Nous avons laissé Maltan à son ordinateur – il a tout le temps une foule de données transmises par les autres à répertorier et à classer, et nous sommes ressortis. La nuit était déjà là. C’est fou ce que les jours passent vite, sur Hydra, même quand on a l’impression qu’ils passent lentement. Je suis allé me changer et me désinfecter dans mon caisson, puis ça a été le repas, aussi dégueulasse que la veille, ou plus, et la réunion sous le Sein. Là, il n’a été question que de Nol. Tous les autres l’avaient vue. Aux dernières nouvelles, elle était à peine consciente.

— Je suis retourné lui faire une injection de tétraclon 7, nous a appris Alec. Je l’ai aussi mise sous psychotro-sédatif. Elle doit se reposer. Elle a perdu beaucoup d’eau. Mais la prolifération amibienne est stoppée, je pense. Il faudra toutefois prévoir une convalescence de longue durée. Pour nos travaux, c’est fâcheux…

— Je la remplacerai de mon mieux, a doucement dit Sudrud.

C’était gentil à elle. Mais pour ma part, ce que je voyais de plus fâcheux, c’est que Nol était précisément notre médecin. Et il fallait que ce soit elle qui tombe malade. Foutu sort ! Heureusement, le digne Alec avait aussi des compétences. Ce soir-là, j’espérais sincèrement qu’elles suffiraient à empêcher Nol de glisser dans les limbes.

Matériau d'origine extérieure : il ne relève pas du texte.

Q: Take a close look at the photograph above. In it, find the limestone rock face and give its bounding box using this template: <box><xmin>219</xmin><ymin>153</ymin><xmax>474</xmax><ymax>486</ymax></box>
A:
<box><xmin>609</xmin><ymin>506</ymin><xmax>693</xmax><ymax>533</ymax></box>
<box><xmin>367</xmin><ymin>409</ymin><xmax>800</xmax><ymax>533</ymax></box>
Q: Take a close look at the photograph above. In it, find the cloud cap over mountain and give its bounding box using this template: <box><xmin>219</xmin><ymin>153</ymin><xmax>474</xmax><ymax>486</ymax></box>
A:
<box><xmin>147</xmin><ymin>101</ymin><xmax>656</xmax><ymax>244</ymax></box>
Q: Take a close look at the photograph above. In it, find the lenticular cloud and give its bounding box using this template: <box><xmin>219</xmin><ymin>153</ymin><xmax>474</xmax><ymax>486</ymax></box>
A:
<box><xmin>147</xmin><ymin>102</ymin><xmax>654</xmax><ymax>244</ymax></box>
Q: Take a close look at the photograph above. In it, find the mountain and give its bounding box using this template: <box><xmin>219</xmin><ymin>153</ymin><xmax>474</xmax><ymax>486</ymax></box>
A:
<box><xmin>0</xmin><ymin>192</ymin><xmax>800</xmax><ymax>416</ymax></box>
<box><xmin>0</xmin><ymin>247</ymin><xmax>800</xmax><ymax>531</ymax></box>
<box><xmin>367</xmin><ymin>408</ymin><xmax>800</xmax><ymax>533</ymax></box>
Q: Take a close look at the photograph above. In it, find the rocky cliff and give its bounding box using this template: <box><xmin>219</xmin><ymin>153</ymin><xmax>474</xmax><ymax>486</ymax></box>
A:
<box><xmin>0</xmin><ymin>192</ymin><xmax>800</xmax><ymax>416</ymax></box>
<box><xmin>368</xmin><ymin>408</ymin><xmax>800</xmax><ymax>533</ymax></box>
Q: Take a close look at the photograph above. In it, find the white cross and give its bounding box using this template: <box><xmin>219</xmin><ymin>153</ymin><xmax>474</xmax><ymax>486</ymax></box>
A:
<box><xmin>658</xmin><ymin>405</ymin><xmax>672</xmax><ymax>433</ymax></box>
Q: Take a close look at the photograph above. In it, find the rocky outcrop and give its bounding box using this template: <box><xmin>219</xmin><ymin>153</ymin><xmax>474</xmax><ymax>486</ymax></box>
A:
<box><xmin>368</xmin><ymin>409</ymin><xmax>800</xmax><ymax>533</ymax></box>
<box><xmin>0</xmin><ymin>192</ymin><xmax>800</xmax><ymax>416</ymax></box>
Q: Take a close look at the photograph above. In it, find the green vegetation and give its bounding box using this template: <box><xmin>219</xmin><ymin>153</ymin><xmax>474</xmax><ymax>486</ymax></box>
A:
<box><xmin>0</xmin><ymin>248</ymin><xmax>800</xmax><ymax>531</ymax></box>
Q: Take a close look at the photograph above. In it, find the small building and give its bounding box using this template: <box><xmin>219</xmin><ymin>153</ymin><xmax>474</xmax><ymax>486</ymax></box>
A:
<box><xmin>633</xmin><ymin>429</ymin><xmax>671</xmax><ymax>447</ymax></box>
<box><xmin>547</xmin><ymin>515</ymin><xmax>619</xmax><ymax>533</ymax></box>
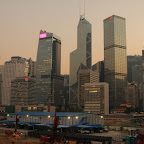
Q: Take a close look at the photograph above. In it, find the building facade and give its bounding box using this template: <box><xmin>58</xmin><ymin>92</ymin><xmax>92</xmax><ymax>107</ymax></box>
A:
<box><xmin>126</xmin><ymin>83</ymin><xmax>139</xmax><ymax>110</ymax></box>
<box><xmin>104</xmin><ymin>15</ymin><xmax>127</xmax><ymax>109</ymax></box>
<box><xmin>0</xmin><ymin>65</ymin><xmax>4</xmax><ymax>105</ymax></box>
<box><xmin>10</xmin><ymin>77</ymin><xmax>36</xmax><ymax>105</ymax></box>
<box><xmin>92</xmin><ymin>61</ymin><xmax>104</xmax><ymax>82</ymax></box>
<box><xmin>2</xmin><ymin>56</ymin><xmax>30</xmax><ymax>105</ymax></box>
<box><xmin>36</xmin><ymin>30</ymin><xmax>63</xmax><ymax>105</ymax></box>
<box><xmin>84</xmin><ymin>82</ymin><xmax>109</xmax><ymax>114</ymax></box>
<box><xmin>69</xmin><ymin>16</ymin><xmax>91</xmax><ymax>107</ymax></box>
<box><xmin>127</xmin><ymin>55</ymin><xmax>142</xmax><ymax>83</ymax></box>
<box><xmin>142</xmin><ymin>50</ymin><xmax>144</xmax><ymax>111</ymax></box>
<box><xmin>132</xmin><ymin>65</ymin><xmax>142</xmax><ymax>84</ymax></box>
<box><xmin>78</xmin><ymin>69</ymin><xmax>99</xmax><ymax>109</ymax></box>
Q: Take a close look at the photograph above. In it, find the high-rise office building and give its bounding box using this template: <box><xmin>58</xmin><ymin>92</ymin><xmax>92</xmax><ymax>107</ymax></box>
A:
<box><xmin>84</xmin><ymin>82</ymin><xmax>109</xmax><ymax>114</ymax></box>
<box><xmin>127</xmin><ymin>55</ymin><xmax>142</xmax><ymax>83</ymax></box>
<box><xmin>78</xmin><ymin>69</ymin><xmax>99</xmax><ymax>110</ymax></box>
<box><xmin>104</xmin><ymin>15</ymin><xmax>127</xmax><ymax>109</ymax></box>
<box><xmin>69</xmin><ymin>16</ymin><xmax>91</xmax><ymax>107</ymax></box>
<box><xmin>92</xmin><ymin>61</ymin><xmax>104</xmax><ymax>82</ymax></box>
<box><xmin>142</xmin><ymin>50</ymin><xmax>144</xmax><ymax>111</ymax></box>
<box><xmin>36</xmin><ymin>30</ymin><xmax>64</xmax><ymax>105</ymax></box>
<box><xmin>10</xmin><ymin>77</ymin><xmax>36</xmax><ymax>105</ymax></box>
<box><xmin>2</xmin><ymin>56</ymin><xmax>30</xmax><ymax>105</ymax></box>
<box><xmin>126</xmin><ymin>83</ymin><xmax>139</xmax><ymax>109</ymax></box>
<box><xmin>0</xmin><ymin>65</ymin><xmax>4</xmax><ymax>105</ymax></box>
<box><xmin>132</xmin><ymin>65</ymin><xmax>142</xmax><ymax>84</ymax></box>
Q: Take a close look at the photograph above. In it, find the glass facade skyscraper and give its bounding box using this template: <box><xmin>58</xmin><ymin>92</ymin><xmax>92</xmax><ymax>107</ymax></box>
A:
<box><xmin>104</xmin><ymin>15</ymin><xmax>127</xmax><ymax>109</ymax></box>
<box><xmin>69</xmin><ymin>16</ymin><xmax>91</xmax><ymax>107</ymax></box>
<box><xmin>36</xmin><ymin>30</ymin><xmax>63</xmax><ymax>105</ymax></box>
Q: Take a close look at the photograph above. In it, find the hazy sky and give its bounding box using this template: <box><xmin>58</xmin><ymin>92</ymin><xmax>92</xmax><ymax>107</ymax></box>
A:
<box><xmin>0</xmin><ymin>0</ymin><xmax>144</xmax><ymax>74</ymax></box>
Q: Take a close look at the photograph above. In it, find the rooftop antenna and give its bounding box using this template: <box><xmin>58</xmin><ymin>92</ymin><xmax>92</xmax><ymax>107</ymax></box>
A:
<box><xmin>84</xmin><ymin>0</ymin><xmax>85</xmax><ymax>18</ymax></box>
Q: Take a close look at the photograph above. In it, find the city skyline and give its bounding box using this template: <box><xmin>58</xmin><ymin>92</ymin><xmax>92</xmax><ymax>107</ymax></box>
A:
<box><xmin>0</xmin><ymin>0</ymin><xmax>144</xmax><ymax>74</ymax></box>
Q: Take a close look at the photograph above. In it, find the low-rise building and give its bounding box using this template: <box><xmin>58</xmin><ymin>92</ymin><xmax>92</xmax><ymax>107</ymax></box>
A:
<box><xmin>7</xmin><ymin>112</ymin><xmax>104</xmax><ymax>125</ymax></box>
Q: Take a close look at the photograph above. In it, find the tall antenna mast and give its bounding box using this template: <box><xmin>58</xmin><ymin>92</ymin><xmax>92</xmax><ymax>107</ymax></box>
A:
<box><xmin>84</xmin><ymin>0</ymin><xmax>85</xmax><ymax>18</ymax></box>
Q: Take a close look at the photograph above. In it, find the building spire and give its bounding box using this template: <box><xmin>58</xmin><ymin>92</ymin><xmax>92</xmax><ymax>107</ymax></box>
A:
<box><xmin>84</xmin><ymin>0</ymin><xmax>85</xmax><ymax>18</ymax></box>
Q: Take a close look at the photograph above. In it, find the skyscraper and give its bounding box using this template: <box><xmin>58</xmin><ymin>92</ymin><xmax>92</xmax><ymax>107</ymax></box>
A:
<box><xmin>69</xmin><ymin>16</ymin><xmax>91</xmax><ymax>107</ymax></box>
<box><xmin>127</xmin><ymin>55</ymin><xmax>142</xmax><ymax>82</ymax></box>
<box><xmin>36</xmin><ymin>30</ymin><xmax>63</xmax><ymax>105</ymax></box>
<box><xmin>104</xmin><ymin>15</ymin><xmax>127</xmax><ymax>109</ymax></box>
<box><xmin>2</xmin><ymin>56</ymin><xmax>29</xmax><ymax>105</ymax></box>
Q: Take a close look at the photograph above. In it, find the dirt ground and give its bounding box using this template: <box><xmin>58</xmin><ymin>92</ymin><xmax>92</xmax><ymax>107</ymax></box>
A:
<box><xmin>0</xmin><ymin>134</ymin><xmax>40</xmax><ymax>144</ymax></box>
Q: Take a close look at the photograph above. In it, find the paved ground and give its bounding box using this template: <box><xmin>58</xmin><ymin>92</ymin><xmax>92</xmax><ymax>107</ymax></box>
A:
<box><xmin>90</xmin><ymin>131</ymin><xmax>128</xmax><ymax>142</ymax></box>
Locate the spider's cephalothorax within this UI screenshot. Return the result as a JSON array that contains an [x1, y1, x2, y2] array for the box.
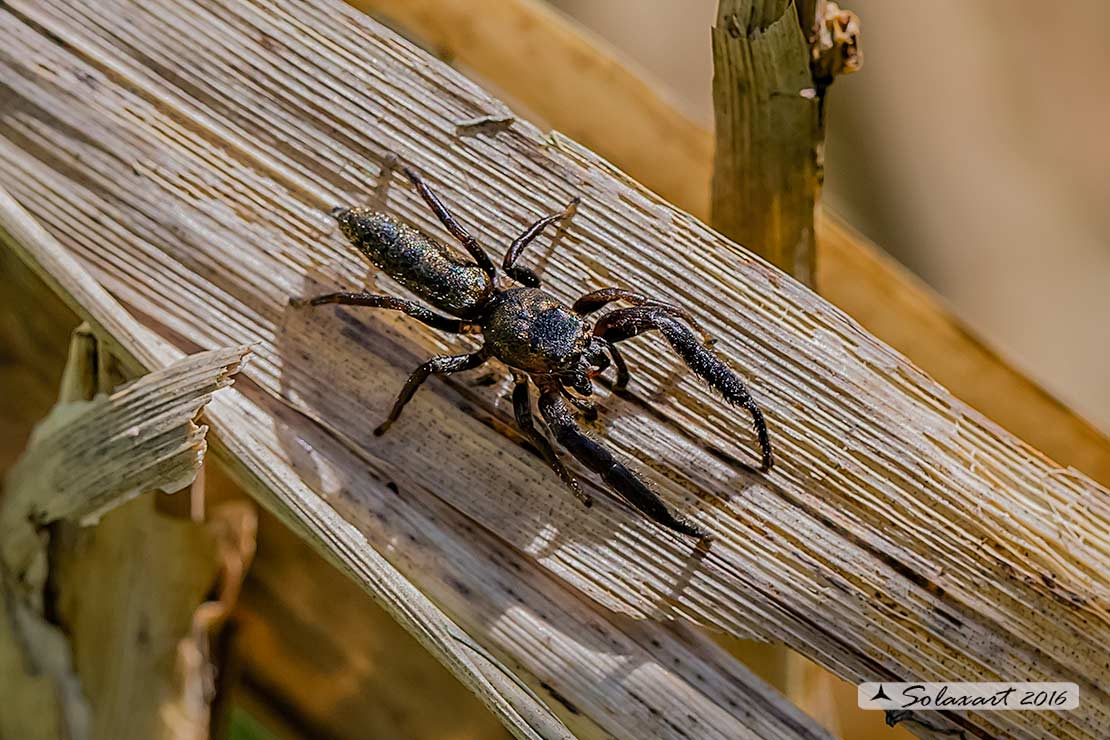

Et quand, un peu plus tard, alors que je donnais mon coup d’œil nocturne aux écrans et que j’en étais au labo de bactériologie, j’ai pu constater qu’Alec était auprès de la malade. Il avait enfilé un scaf de protection et était passé sous la tente stérile. Je ne pouvais pas voir exactement ce qu’il lui faisait. Et même si je l’avais pu, ça n’aurait rien changé. Couchée sur son lit de fortune, Nol était immobile. Elle dormait. Elle avait l’air morte. Mais non : elle dormait. Elle était nue, amaigrie, son abdomen était marbré, curieusement convexe. Dans l’amour, Nol est très technique, un peu absente, mais il y a toujours de la douceur dans cette technique et cette absence. J’ai murmuré : Bonne nuit, petite sœur, et je suis passé au caisson suivant, celui de Sudrud, qui ne dormait pas encore, mais consultait quelque chose sur son terminal. Au moins elle était seule, ce vieux bouc de Gore ne haletait pas contre sa porte. Je n’ai pas su quoi dire à Sudrud. Je ne savais pas non plus comment elle pouvait être dans l’amour.

Demain…

Mais demain était un autre jour. Je me suis couché, j’ai dormi, j’ai rêvé. À Nol, bien sûr, et à Sudrud, bien sûr. Mais dans mon rêve elles n’étaient qu’une seule personne, et c’est Sudrud qui souffrait de l’affection qui avait atteint Nol. Je m’en suis souvenu très clairement à mon réveil, de ce rêve : je tendais les mains vers Sudrud, dont le corps était recouvert d’affreuses pustules. Je tendais les mains vers elle, et je ne parvenais pas à la toucher, le corps de Sudrud se troublait devant moi, fondait, se dissolvait, et bientôt il n’y avait plus rien devant moi, plus de Sudrud, juste une pâte épaisse, comme du beurre fondu. Alors j’ai crié, et c’est mon cri qui m’a réveillé.